Irked by his weak hand in economic diplomacy, Putin decided to play up the dependable part of Stalin’s legacy—Russia’s status as a military superpower—and issued (in the middle of the long flight from South Africa) an order to launch large-scale military exercises in the Black Sea area (Rossiiskaya Gazeta, March 29). The usual spectacle consisted of a marine battalion from Sevastopol hitting a beach near Anapa and an airborne company from Tula performing a jump for the commander-in-chief—but the North Atlantic Treaty Organization (NATO) and Russia’s neighbors (Turkey said nothing) were  not exactly entertained (Kommersant, March 30). Such an old-fashioned flexing of rather feeble muscles could have been far more impressive in the Far East, where North Korea drives itself into a frenzy by an ugly war dance, but Putin prefers to play it safe, not wanting to risk even a frown from Xi.

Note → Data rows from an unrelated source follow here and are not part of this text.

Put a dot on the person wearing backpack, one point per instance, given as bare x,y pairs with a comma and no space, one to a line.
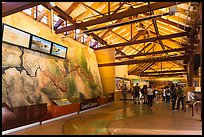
173,96
136,93
168,94
144,93
150,96
180,95
124,91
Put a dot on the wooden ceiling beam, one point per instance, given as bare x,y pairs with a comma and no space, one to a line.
68,11
171,23
156,52
162,75
144,40
42,14
70,19
157,59
153,72
9,8
127,13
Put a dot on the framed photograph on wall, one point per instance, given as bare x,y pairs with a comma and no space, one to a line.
59,50
15,36
40,44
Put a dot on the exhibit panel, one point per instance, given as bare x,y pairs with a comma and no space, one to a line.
30,77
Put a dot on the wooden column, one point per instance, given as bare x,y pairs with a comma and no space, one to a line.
200,12
107,73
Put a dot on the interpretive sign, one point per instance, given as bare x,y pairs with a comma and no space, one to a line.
89,103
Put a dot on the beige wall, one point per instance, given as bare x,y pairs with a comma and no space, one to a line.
107,73
121,71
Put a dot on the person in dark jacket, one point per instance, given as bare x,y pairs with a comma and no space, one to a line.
173,96
124,91
144,93
180,94
136,93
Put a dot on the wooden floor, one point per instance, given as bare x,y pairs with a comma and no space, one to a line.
123,118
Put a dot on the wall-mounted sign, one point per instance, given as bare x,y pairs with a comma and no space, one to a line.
89,103
15,36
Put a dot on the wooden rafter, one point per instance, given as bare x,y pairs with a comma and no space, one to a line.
120,15
156,52
70,19
153,72
162,75
68,11
144,40
157,59
42,14
9,8
86,6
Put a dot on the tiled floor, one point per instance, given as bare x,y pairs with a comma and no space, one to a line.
120,118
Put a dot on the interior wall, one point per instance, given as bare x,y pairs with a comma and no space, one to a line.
121,71
30,77
107,73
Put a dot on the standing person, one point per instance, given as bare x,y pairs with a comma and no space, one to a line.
124,91
180,97
150,96
163,94
168,94
173,96
137,94
144,93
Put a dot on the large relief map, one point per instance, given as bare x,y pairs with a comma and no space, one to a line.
30,77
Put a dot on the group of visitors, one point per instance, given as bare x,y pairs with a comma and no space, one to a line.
176,94
146,92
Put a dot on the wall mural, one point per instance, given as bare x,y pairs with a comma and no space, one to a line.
30,77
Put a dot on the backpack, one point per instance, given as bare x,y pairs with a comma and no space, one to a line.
168,93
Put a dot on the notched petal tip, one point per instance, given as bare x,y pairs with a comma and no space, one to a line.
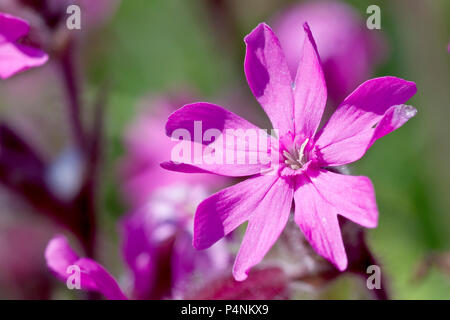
341,265
240,275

In the same day that he posed as a Generalissimo, Putin sought to boost his role as the “father of the nation,” conveying a conference of the Popular Front, which had been a vehicle of his electoral campaign but now is mobilized to demonstrate broad Russian support for the stern but benevolent leader (Gazeta.ru, March 29). This Front will constitute itself as a “public movement” so that it can retain a separate identity from the United Russia party, which is severely compromised by a chain of scandals. Furthermore, United Russia is formally led by Prime Minister Dmitry Medvedev, who seeks in vain to dissuade the enraged apparatchiks from blaming the media for uncovering their transactions in Cypriot “off-shores” or their expensive condominiums in Miami (Moskovsky Komsomolets, March 30). Putin wants to distance himself from this mess and sets for his Front the task of “building” (which is certainly an odd choice of word) social justice, symbolized by the reinvention of the Hero of Labor title, with the same five-pointed star medal that Stalin proudly displayed on his khaki jacket (Kommersant, March 30).

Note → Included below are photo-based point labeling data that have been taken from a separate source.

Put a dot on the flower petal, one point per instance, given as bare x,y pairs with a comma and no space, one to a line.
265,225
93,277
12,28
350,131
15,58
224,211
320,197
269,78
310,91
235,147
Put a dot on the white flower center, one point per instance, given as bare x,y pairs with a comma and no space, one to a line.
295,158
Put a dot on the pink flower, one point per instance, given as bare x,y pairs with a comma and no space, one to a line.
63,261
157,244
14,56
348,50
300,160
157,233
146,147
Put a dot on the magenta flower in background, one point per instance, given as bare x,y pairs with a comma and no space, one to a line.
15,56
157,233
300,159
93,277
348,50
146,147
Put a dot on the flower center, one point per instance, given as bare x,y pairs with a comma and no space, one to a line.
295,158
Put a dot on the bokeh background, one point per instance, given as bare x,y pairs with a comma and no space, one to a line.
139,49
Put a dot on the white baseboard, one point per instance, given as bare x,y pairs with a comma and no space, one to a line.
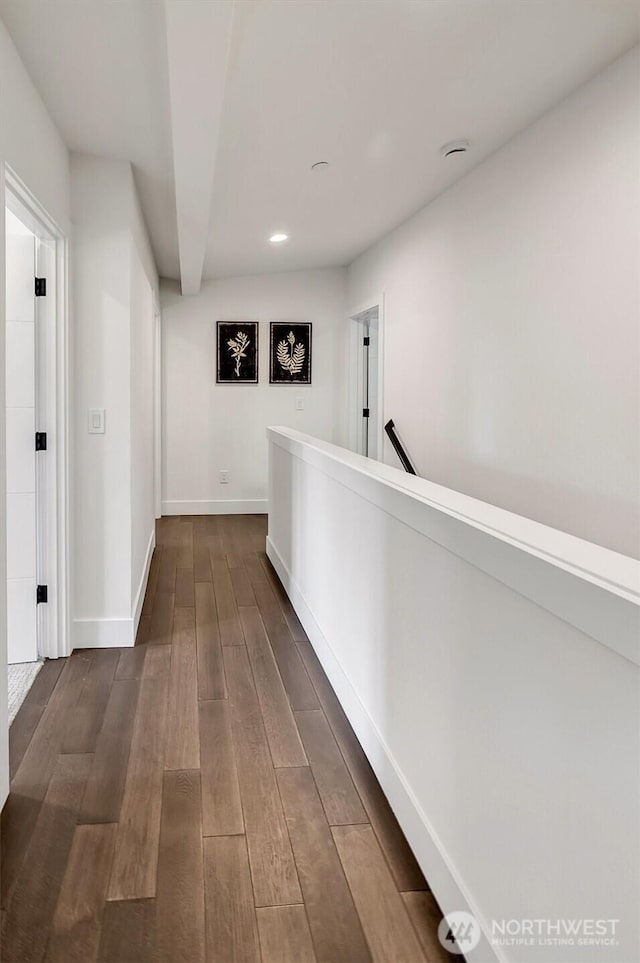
114,633
429,852
232,506
102,633
144,578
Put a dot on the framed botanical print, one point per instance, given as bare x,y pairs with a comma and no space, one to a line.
290,353
237,353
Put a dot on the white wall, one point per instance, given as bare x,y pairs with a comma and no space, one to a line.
142,424
114,279
491,678
209,427
511,311
31,145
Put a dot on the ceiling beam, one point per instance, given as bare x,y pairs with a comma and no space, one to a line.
198,46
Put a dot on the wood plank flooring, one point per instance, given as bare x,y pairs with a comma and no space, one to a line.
201,797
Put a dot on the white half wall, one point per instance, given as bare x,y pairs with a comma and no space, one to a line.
206,427
490,672
511,320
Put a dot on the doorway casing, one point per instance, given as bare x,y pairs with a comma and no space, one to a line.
361,320
52,413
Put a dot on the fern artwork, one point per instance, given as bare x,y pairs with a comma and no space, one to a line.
237,353
290,353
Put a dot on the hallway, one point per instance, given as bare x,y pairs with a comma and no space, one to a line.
201,796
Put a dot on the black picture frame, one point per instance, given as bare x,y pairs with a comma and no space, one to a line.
290,346
237,365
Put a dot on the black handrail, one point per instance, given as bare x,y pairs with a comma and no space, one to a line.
397,444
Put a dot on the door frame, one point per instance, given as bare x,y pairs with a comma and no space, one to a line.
52,401
356,374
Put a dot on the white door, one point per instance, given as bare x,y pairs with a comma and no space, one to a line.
20,441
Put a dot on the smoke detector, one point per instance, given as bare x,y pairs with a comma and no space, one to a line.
455,147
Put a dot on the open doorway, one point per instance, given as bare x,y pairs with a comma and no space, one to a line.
366,381
35,435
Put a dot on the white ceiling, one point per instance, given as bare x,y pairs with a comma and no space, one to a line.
225,105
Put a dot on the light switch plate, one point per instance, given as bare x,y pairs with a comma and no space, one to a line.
96,421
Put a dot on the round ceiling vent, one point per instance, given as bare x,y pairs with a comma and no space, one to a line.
455,147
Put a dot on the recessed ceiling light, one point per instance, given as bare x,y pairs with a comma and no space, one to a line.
455,147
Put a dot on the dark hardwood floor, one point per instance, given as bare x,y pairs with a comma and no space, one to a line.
202,796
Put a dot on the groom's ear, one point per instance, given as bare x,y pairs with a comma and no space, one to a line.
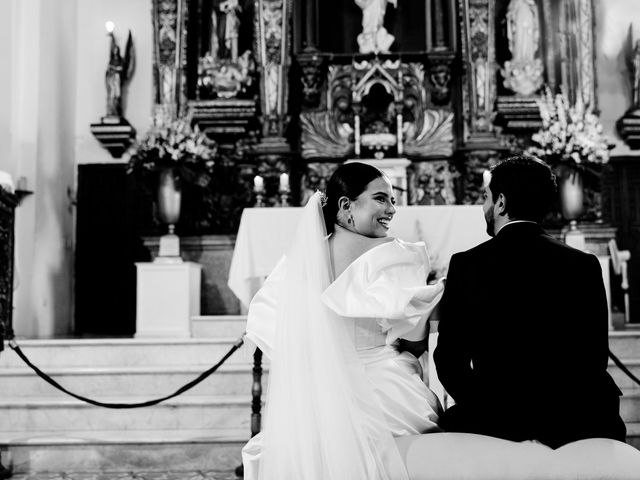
501,204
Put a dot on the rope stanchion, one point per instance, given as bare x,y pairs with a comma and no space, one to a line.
16,348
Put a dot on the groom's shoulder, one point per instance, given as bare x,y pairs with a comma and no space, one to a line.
481,248
477,251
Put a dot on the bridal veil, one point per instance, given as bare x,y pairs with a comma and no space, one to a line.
322,418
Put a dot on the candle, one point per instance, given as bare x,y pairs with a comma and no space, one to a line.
258,183
486,178
284,182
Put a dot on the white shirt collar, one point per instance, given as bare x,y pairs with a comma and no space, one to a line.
515,221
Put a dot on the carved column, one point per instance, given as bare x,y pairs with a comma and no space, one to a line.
273,42
478,55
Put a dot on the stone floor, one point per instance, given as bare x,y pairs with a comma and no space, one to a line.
189,475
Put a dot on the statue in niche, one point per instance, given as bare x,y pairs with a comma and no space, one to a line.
523,74
222,72
119,72
229,31
374,37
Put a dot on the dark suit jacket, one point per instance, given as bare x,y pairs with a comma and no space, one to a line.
523,341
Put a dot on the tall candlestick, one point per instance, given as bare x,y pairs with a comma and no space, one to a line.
258,184
486,178
284,182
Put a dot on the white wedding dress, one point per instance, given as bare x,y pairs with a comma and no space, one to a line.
339,391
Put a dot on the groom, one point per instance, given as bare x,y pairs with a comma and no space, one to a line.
523,333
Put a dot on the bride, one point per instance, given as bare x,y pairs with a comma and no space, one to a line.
331,317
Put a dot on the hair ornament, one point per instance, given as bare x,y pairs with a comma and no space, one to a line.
323,198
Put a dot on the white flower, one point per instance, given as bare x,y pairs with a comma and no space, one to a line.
569,132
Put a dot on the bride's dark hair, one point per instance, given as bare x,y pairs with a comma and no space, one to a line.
349,180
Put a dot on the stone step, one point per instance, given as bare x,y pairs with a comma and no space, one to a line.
126,352
218,326
625,343
633,434
153,381
621,378
630,406
197,450
64,414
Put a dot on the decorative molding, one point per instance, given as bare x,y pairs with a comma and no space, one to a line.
315,177
431,135
432,183
440,77
115,137
396,119
324,137
587,53
311,69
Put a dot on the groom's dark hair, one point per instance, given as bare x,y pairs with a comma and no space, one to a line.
527,183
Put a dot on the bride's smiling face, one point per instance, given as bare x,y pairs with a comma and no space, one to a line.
374,208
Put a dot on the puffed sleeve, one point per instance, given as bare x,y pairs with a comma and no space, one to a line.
262,314
388,284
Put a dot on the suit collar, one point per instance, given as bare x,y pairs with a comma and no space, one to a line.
519,227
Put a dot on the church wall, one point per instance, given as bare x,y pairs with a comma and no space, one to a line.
41,138
613,18
54,54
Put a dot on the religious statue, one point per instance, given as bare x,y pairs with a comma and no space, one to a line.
118,74
227,31
634,70
523,29
524,72
374,37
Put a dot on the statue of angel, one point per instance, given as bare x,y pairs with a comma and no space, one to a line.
374,37
119,72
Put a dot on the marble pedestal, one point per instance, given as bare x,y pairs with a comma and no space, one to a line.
168,295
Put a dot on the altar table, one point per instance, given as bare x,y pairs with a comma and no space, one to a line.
264,235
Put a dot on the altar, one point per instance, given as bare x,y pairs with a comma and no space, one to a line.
264,235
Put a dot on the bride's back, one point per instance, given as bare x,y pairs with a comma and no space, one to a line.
345,247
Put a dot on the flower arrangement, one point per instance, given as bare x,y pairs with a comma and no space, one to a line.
570,135
173,143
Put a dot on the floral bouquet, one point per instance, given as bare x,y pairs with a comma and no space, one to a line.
174,144
570,136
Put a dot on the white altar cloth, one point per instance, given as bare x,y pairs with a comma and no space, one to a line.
265,233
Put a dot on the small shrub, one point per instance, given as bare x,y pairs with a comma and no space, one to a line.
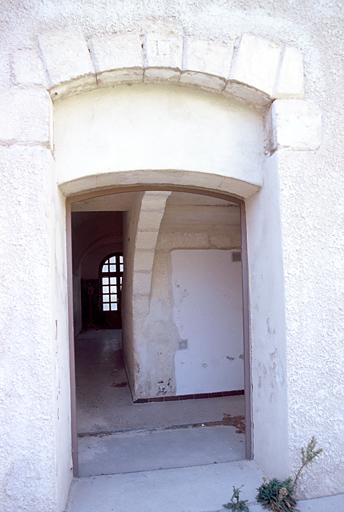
279,496
236,504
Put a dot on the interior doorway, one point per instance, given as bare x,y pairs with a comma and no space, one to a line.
160,359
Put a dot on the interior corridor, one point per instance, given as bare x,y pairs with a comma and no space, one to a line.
116,435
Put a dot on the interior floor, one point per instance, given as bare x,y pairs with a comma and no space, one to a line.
119,436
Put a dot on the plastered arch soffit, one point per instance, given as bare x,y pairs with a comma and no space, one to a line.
252,69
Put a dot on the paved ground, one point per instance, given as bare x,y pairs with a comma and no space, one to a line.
195,489
118,436
146,441
140,451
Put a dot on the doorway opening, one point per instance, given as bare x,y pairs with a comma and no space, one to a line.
159,331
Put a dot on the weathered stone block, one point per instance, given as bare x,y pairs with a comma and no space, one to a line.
290,79
256,62
26,116
66,56
294,124
117,58
205,63
163,56
28,68
146,239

Calling for the hard-working “patriots” to rally under his wise leadership, Putin seeks to strike fear into the wavering elites and to suppress the propensity toward dissent among the disloyal middle classes. Toward the latter, dozens of non-governmental organizations (NGO), including such respected institutions as Memorial and Transparency International, were subjected last week to massive searches by the tax police and state prosecution—certainly a far cry from Stalin’s brutal repressions, but quite disruptive to the organizations’ work and frightening for many volunteers (Grani.ru, March 29). Characteristically, a firm protest from the German foreign ministry, which is preparing for Putin’s visit in early April, was enough to stop the “routine checks” of the activities of the German foundations, Konrad Adenauer Stiftung and Friedrich Ebert Stiftung, but the concern expressed by the US State Department was rebuffed as “interference in domestic affairs” (Novaya Gazeta, March 28; ITAR-TASS, March 30).

After so many years of reigning over a sycophantic court, Putin has probably lost the ability to see how pathetic are his attempts to copy the style of the dictator who is so powerfully present in the Russian political psyche, despite his disgraceful death 60 years ago. Rather, Putin is inescapably the heir to a different legacy—that of harvesting financial dividends from political projects, manipulating and falsifying elections, turning TV channels into tools of dirty propaganda—all tactics traceable to Berezovsky, the current Russian president’s former benefactor and arch-enemy. Berezovsky was a man of dubious virtue and problematic ambitions, most of which have failed. But his natural ardor for intrigue, freedom from vindictiveness and unpretentious generosity were rather attractive. Putin, to the contrary, does not seem to enjoy his power, which tends to dissipate into the corrupt bureaucracy. Instead, he appears trapped in his position, from which he can only be toppled by a street protest attracting another hundred thousand unruly Muscovites—or else be gently removed by his courtiers fed up with living a lie.